FOR VALUE RECEIVED, the undersigned, NAPCO SECURITY TECHNOLOGIES, INC., a Delaware corporation (the “Company”), hereby unconditionally promises to pay to the order of HSBC BANK USA, NATIONAL ASSOCIATION or its registered assigns (the “Lender”) at the office of HSBC BANK USA, NATIONAL ASSOCIATION located at 8 East 40th Street, 3rd Floor, New York, New York 10016, in lawful money of the United States of America and in immediately available funds, on the Revolving Credit Termination Date the principal amount of (a) THREE MILLI
ON DOLLARS AND 00/100 ($3,000,000.00) or, if less, (b) the aggregate unpaid principal amount of all Swing Line Loans made by the Lender to the Company pursuant to subsection 2.8 of the Credit Agreement, as hereinafter defined. The Company further agrees to pay interest in like money at such office on the unpaid principal amount hereof from time to time outstanding at the rates and on the dates specified in subsection 4.1 of such Credit Agreement.

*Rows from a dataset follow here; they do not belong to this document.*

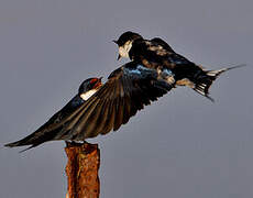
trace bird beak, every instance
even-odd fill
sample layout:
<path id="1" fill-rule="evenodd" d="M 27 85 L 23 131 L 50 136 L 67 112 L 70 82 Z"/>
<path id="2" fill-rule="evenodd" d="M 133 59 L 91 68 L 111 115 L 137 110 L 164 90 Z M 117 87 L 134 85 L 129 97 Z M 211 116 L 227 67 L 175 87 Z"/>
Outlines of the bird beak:
<path id="1" fill-rule="evenodd" d="M 120 58 L 121 58 L 121 55 L 119 54 L 117 61 L 120 61 Z"/>

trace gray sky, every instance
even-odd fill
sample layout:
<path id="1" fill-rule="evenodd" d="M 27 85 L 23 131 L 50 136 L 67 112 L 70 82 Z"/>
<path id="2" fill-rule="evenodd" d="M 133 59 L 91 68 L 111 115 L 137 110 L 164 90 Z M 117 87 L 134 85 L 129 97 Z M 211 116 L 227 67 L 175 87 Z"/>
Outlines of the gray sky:
<path id="1" fill-rule="evenodd" d="M 101 148 L 101 198 L 253 197 L 252 8 L 252 0 L 1 0 L 1 145 L 36 130 L 84 79 L 122 65 L 111 41 L 131 30 L 209 69 L 249 67 L 216 81 L 216 103 L 178 88 L 90 141 Z M 64 197 L 64 146 L 1 148 L 0 197 Z"/>

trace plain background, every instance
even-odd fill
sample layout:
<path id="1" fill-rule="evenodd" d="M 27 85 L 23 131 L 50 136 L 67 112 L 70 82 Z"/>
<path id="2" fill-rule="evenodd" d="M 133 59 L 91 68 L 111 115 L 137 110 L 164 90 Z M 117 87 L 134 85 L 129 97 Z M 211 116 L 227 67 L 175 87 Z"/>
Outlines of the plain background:
<path id="1" fill-rule="evenodd" d="M 161 36 L 209 69 L 248 64 L 212 86 L 212 103 L 173 90 L 101 148 L 101 198 L 253 197 L 252 0 L 1 0 L 0 142 L 16 141 L 59 110 L 88 77 L 117 62 L 125 31 Z M 64 142 L 0 150 L 1 198 L 63 198 Z"/>

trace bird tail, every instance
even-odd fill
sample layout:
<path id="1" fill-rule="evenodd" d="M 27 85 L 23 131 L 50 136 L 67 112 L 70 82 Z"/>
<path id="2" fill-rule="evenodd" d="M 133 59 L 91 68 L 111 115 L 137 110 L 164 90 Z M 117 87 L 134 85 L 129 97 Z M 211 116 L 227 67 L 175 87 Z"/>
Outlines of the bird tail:
<path id="1" fill-rule="evenodd" d="M 56 129 L 56 130 L 59 130 L 59 129 Z M 16 147 L 16 146 L 28 146 L 28 145 L 31 145 L 30 147 L 25 148 L 25 150 L 22 150 L 21 152 L 24 152 L 24 151 L 28 151 L 32 147 L 35 147 L 46 141 L 51 141 L 51 140 L 54 140 L 55 138 L 55 131 L 56 130 L 52 130 L 52 131 L 44 131 L 44 130 L 40 130 L 38 131 L 35 131 L 34 133 L 28 135 L 26 138 L 20 140 L 20 141 L 16 141 L 16 142 L 11 142 L 9 144 L 6 144 L 4 146 L 7 147 Z M 20 153 L 21 153 L 20 152 Z"/>
<path id="2" fill-rule="evenodd" d="M 209 100 L 215 101 L 209 96 L 209 88 L 211 87 L 212 82 L 217 79 L 217 77 L 227 70 L 243 67 L 243 66 L 245 66 L 245 65 L 244 64 L 243 65 L 237 65 L 233 67 L 222 68 L 222 69 L 218 69 L 218 70 L 204 70 L 204 74 L 200 74 L 197 77 L 195 77 L 195 80 L 194 80 L 195 85 L 194 85 L 193 89 L 195 91 L 197 91 L 198 94 L 205 96 Z"/>

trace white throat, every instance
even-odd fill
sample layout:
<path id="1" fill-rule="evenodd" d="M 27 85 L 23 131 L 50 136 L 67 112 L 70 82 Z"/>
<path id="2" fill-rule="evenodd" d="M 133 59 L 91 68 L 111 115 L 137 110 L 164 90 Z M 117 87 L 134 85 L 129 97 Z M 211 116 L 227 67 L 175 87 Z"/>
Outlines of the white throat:
<path id="1" fill-rule="evenodd" d="M 87 92 L 84 92 L 80 95 L 82 100 L 88 100 L 95 92 L 97 92 L 97 89 L 91 89 Z"/>
<path id="2" fill-rule="evenodd" d="M 119 47 L 121 57 L 129 57 L 129 51 L 132 48 L 133 41 L 128 41 L 123 46 Z"/>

The holder of this Note is authorized to endorse on the schedules annexed hereto and made a part hereof or on a continuation thereof which shall be attached hereto and made a part hereof the date and amount of each Swing Line Loan made by the Lender pursuant to the Credit Agreement and the date and amount of each payment or prepayment of principal thereof. Each such endorsement shall constitute prima facie evidence of the accuracy of the information endorsed. The failure to make any such endorsement shall not affect the obligations of the Company in respect of such Swing Line Loan.

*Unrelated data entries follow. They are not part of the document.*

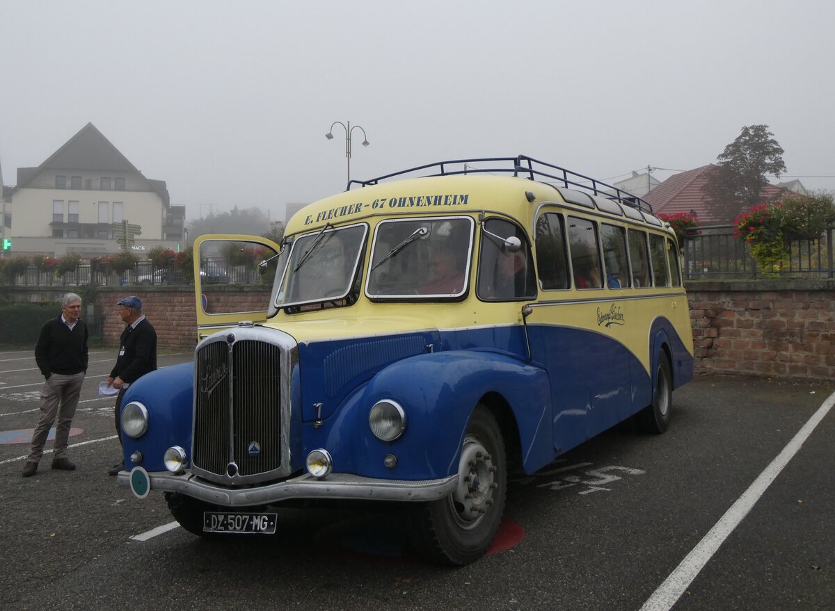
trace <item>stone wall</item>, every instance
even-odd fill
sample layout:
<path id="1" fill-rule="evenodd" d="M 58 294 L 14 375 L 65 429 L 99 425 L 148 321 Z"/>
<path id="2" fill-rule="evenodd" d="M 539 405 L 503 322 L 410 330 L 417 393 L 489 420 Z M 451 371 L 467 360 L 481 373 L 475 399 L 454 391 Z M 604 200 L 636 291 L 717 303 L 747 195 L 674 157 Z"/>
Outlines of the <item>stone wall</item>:
<path id="1" fill-rule="evenodd" d="M 696 371 L 835 379 L 835 282 L 687 285 Z"/>
<path id="2" fill-rule="evenodd" d="M 94 316 L 102 321 L 107 344 L 117 344 L 123 329 L 116 301 L 133 294 L 143 300 L 160 349 L 195 346 L 194 289 L 125 288 L 97 291 Z M 30 302 L 56 302 L 63 292 L 0 290 L 14 300 Z M 687 291 L 696 373 L 835 379 L 835 280 L 699 280 L 688 283 Z M 215 311 L 230 305 L 238 311 L 254 311 L 268 300 L 264 290 L 228 286 L 211 287 L 206 295 Z"/>

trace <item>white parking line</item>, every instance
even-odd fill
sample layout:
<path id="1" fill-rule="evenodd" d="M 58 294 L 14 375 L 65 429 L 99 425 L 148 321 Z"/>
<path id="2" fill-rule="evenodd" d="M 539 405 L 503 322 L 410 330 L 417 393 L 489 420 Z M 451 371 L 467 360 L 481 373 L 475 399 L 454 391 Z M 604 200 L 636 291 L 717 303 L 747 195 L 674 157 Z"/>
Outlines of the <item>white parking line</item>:
<path id="1" fill-rule="evenodd" d="M 90 361 L 91 363 L 108 363 L 113 362 L 114 359 L 102 359 L 101 361 Z M 37 371 L 38 367 L 29 367 L 28 369 L 7 369 L 4 371 L 0 371 L 0 373 L 18 373 L 20 371 Z"/>
<path id="2" fill-rule="evenodd" d="M 739 526 L 739 523 L 763 495 L 772 482 L 780 475 L 783 467 L 797 453 L 800 447 L 803 445 L 803 442 L 808 438 L 812 432 L 815 430 L 815 427 L 820 423 L 833 405 L 835 405 L 835 392 L 829 396 L 829 398 L 801 427 L 797 434 L 777 455 L 777 457 L 772 461 L 772 463 L 760 473 L 754 482 L 742 493 L 742 496 L 736 499 L 730 509 L 725 512 L 725 515 L 719 519 L 719 522 L 711 528 L 711 531 L 693 548 L 681 561 L 681 563 L 670 574 L 670 577 L 665 579 L 658 589 L 652 593 L 652 596 L 644 603 L 640 611 L 669 611 L 676 604 L 676 601 L 681 598 L 681 594 L 699 574 L 699 572 L 705 568 L 707 562 L 725 542 L 725 539 L 730 536 L 734 528 Z"/>
<path id="3" fill-rule="evenodd" d="M 168 533 L 170 530 L 174 530 L 175 528 L 179 528 L 180 524 L 176 522 L 170 522 L 163 526 L 158 526 L 156 528 L 152 528 L 147 533 L 143 533 L 142 534 L 134 535 L 130 538 L 134 541 L 147 541 L 148 539 L 153 538 L 159 534 L 164 534 Z"/>
<path id="4" fill-rule="evenodd" d="M 68 446 L 68 447 L 78 447 L 79 446 L 86 446 L 89 443 L 99 443 L 99 442 L 109 442 L 111 439 L 116 439 L 118 437 L 119 437 L 118 435 L 111 435 L 109 437 L 102 437 L 101 439 L 91 439 L 89 442 L 81 442 L 80 443 L 71 443 Z M 54 451 L 44 450 L 43 455 L 46 456 L 47 454 L 52 454 L 53 452 Z M 28 456 L 28 454 L 23 454 L 23 456 L 15 457 L 14 458 L 7 458 L 4 461 L 0 461 L 0 465 L 5 465 L 7 462 L 16 462 L 17 461 L 26 460 L 26 457 Z"/>
<path id="5" fill-rule="evenodd" d="M 78 401 L 78 405 L 82 403 L 89 403 L 91 401 L 113 401 L 112 396 L 97 396 L 95 399 L 82 399 Z M 17 416 L 18 414 L 29 414 L 33 412 L 40 412 L 40 407 L 34 407 L 31 410 L 23 410 L 23 412 L 9 412 L 8 413 L 0 414 L 0 416 Z"/>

This Note (a) is the Swing Line Note referred to in the Second Amended and Restated Credit Agreement dated as of October 28, 2010 (as amended, supplemented or otherwise modified from time to time, the “Credit Agreement”), among the Company, the Loan Parties party thereto, the Lenders from time to time parties thereto, HSBC BANK USA, NATIONAL ASSOCIATION as Administrative Agent and Collateral Agent, (b) is subject to the provisions of the Credit Agreement and (c) is subject to optional and mandatory prepayment in whole or in part as provided in the Credit Agreement. This Note is secured and guaranteed as provided in the Loan Documents. Reference is hereby made to the Loan Documents for a description of the properties and assets in which a
security interest has been granted, the nature and extent of the security and the guarantees, the terms and conditions upon which the security interests and each guarantee were granted and the rights of the holder of this Note in respect thereof.

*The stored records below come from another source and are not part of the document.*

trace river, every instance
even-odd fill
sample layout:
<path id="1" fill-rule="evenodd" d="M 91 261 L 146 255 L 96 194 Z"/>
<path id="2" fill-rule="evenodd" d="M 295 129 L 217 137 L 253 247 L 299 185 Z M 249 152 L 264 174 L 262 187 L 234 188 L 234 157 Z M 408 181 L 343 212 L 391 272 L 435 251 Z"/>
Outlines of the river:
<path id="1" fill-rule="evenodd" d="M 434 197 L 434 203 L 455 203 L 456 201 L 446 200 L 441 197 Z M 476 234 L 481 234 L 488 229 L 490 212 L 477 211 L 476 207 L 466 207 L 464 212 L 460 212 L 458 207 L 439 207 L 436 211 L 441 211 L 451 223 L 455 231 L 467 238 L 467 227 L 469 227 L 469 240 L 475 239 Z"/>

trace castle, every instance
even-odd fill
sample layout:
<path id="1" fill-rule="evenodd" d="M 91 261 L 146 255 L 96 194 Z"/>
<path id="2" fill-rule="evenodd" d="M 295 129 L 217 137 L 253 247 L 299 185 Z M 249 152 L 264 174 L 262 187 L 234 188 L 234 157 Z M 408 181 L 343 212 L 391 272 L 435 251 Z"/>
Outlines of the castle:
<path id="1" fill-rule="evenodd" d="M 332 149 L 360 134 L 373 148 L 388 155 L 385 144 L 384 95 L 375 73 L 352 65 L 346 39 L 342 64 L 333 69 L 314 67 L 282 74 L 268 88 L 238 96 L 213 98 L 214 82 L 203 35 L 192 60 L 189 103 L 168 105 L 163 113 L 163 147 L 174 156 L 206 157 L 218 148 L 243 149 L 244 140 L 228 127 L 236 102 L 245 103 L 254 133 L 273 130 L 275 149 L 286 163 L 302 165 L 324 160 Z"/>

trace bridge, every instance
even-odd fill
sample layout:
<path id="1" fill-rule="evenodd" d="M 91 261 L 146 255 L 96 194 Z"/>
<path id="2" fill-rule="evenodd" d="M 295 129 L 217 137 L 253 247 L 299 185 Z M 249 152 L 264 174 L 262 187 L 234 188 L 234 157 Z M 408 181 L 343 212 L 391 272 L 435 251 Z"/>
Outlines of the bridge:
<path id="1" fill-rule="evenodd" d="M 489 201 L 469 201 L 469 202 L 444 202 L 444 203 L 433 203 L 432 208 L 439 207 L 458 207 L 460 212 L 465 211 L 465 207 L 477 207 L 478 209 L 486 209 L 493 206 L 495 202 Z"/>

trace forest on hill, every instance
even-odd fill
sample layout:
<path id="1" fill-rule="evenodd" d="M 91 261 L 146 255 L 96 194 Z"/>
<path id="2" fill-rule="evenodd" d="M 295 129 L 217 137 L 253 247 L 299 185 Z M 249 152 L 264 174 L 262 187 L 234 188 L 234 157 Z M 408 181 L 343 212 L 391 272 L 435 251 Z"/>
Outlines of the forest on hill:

Upon the occurrence of any one or more of the Events of Default, all amounts then remaining unpaid on this Note shall become, or may be declared to be, immediately due and payable, all as provided in the Credit Agreement.
All parties now and hereafter liable with respect to this Note, whether maker, principal, surety, guarantor, endorser or otherwise, hereby waive presentment, demand, protest and all other notices of any kind.
Unless otherwise defined herein, terms defined in the Credit Agreement and used herein shall have the meanings given to them in the Credit Agreement.
This Note amends and restates in its entirety (and is used in substitution for but not in satisfaction of) that certain Swing Line Note dated August 18, 2008 in the original principal amount of $5,000,000 issued by the Company in favor of Lender.
THIS NOTE SHALL BE GOVERNED BY, AND CONSTRUED AND INTERPRETED IN ACCORDANCE WITH, THE LAW OF THE STATE OF NEW YORK.